1. Un ouvrage tout récent révèle sans fard l’ampleur de ces illusions : Charles Dupont, Mémoires du chef des services secrets de la Grande Guerre, présentés et annotés par Olivier Lahaie, Paris, Histoires & Collections, 2014.

2. Cf. David Stevenson, French War Aims Against Germany (1914-1919), Oxford, Clarendon Press, 1982 ; Peter Jackson, Beyond the Balance of Power. France and the Politics of National Security in the Era of the First World War, Cambridge, Cambridge University Press, 2013 ; Pierre Renouvin, « Les buts de guerre du gouvernement français (1914-1918) », Revue historique, no 477, 1966 ; Georges-Henri Soutou, « La France et les marches de l’Est (1914-1919) », Revue historique, 1978/4.

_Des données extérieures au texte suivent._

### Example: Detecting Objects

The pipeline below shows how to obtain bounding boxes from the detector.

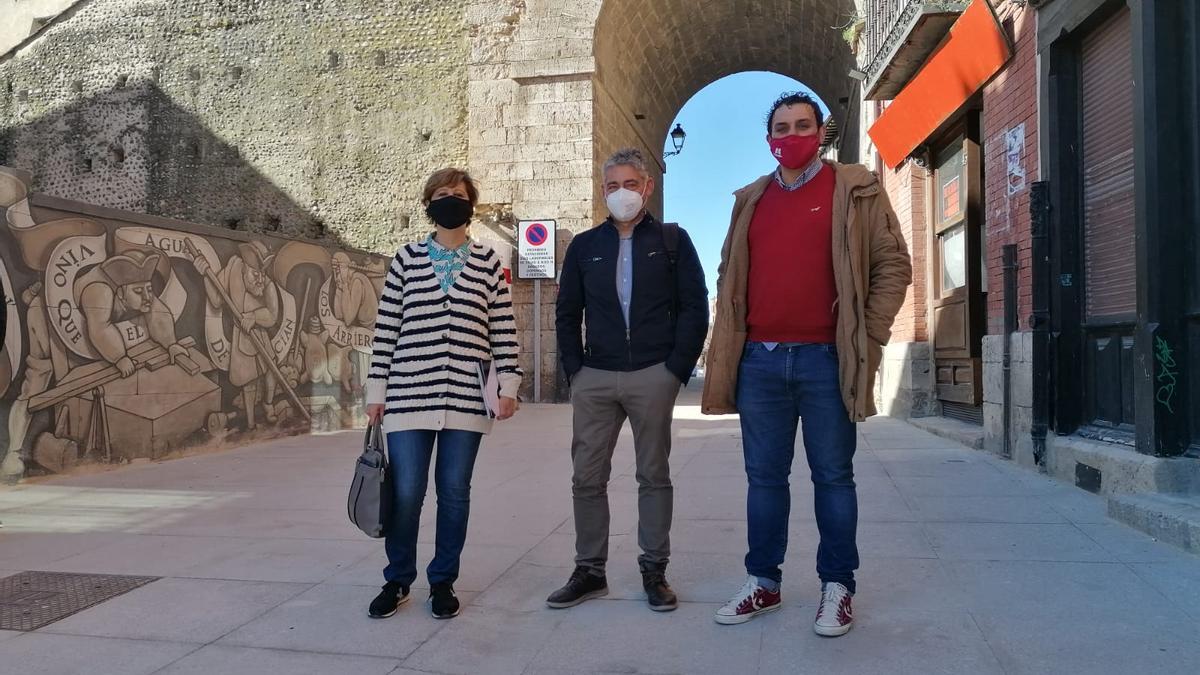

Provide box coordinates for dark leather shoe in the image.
[367,581,408,619]
[642,569,679,611]
[430,584,461,619]
[546,567,608,609]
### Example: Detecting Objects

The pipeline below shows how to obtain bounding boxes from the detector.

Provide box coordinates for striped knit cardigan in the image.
[367,241,522,434]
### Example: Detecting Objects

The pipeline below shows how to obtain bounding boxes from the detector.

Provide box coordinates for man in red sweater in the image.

3. G.-H. Soutou, « Le deuil de la puissance », Histoire de la diplomatie française, présentation de Dominique de Villepin, Paris, Perrin, 2005.

CHAPITRE PREMIER

L’avant-guerre :
vers un nouvel équilibre européen ?


Comment les Français voyaient-ils la situation internationale en 1914 ? Le souvenir de la défaite de 1870 devant la Prusse et de l’« année terrible » était encore très présent, même si la Revanche n’était pas un objectif, sauf pour une minorité. On était certes de plus en plus préoccupé par la supériorité démographique et par la puissance économique et militaire de l’Allemagne, soupçonnée dans certains milieux de vouloir établir son hégémonie sur le continent. Mais, malgré les périodes de tension récurrentes depuis les crises marocaines de 1905 et 1911, où chaque fois Paris et Berlin s’étaient affrontés, et les guerres balkaniques de 1912 et 1913, la plupart des gens ne pensaient pas probable ni même possible une Grande Guerre en Europe. Les progrès de l’économie, de la civilisation, le développement des liens de toute nature entre pays européens paraissaient pour beaucoup exclure cette hypothèse. En outre, la crise de l’été 1914 est survenue dans un contexte général de prospérité bien établie depuis 1895 et dans un climat d’optimisme et de vague pacifisme progressiste pour une majorité de la population, même si depuis la deuxième crise marocaine les manifestations d’un nationalisme chauvin devenaient plus fréquentes dans la presse ou à l’occasion des défilés militaires ou de tel ou tel incident franco-allemand, comme les incidents de Saverne en 19131. Mais il ne faut pas en exagérer la portée : la mobilisation de 1914 montrera certes le calme et la détermination de la population, mais aussi sa résignation, beaucoup plus qu’un esprit cocardier en dehors de quelques quartiers de certaines grandes villes2.

Bien entendu, au-delà de ces généralités, il faut distinguer entre : les responsables initiés, c’est-à-dire les hommes de gouvernement, les diplomates, les militaires, qui sont bien conscients des tensions croissantes, on va le voir ; l’opinion dans son ensemble, aux conceptions très floues ; et enfin, entre les deux, le groupe, relativement restreint à l’époque, des experts, publicistes, journalistes qui suivent les affaires internationales.


1. Où un officier prussien particulièrement peu psychologue avait suscité l’ire de la population et des manifestations répétées.

2. Jean-Jacques Becker, L’Année 1914, Paris, Armand Colin, 2004 ; et son classique 1914, comment les Français sont entrés dans la guerre, Paris, Presses de la Fondation nationale des sciences politiques, 1977.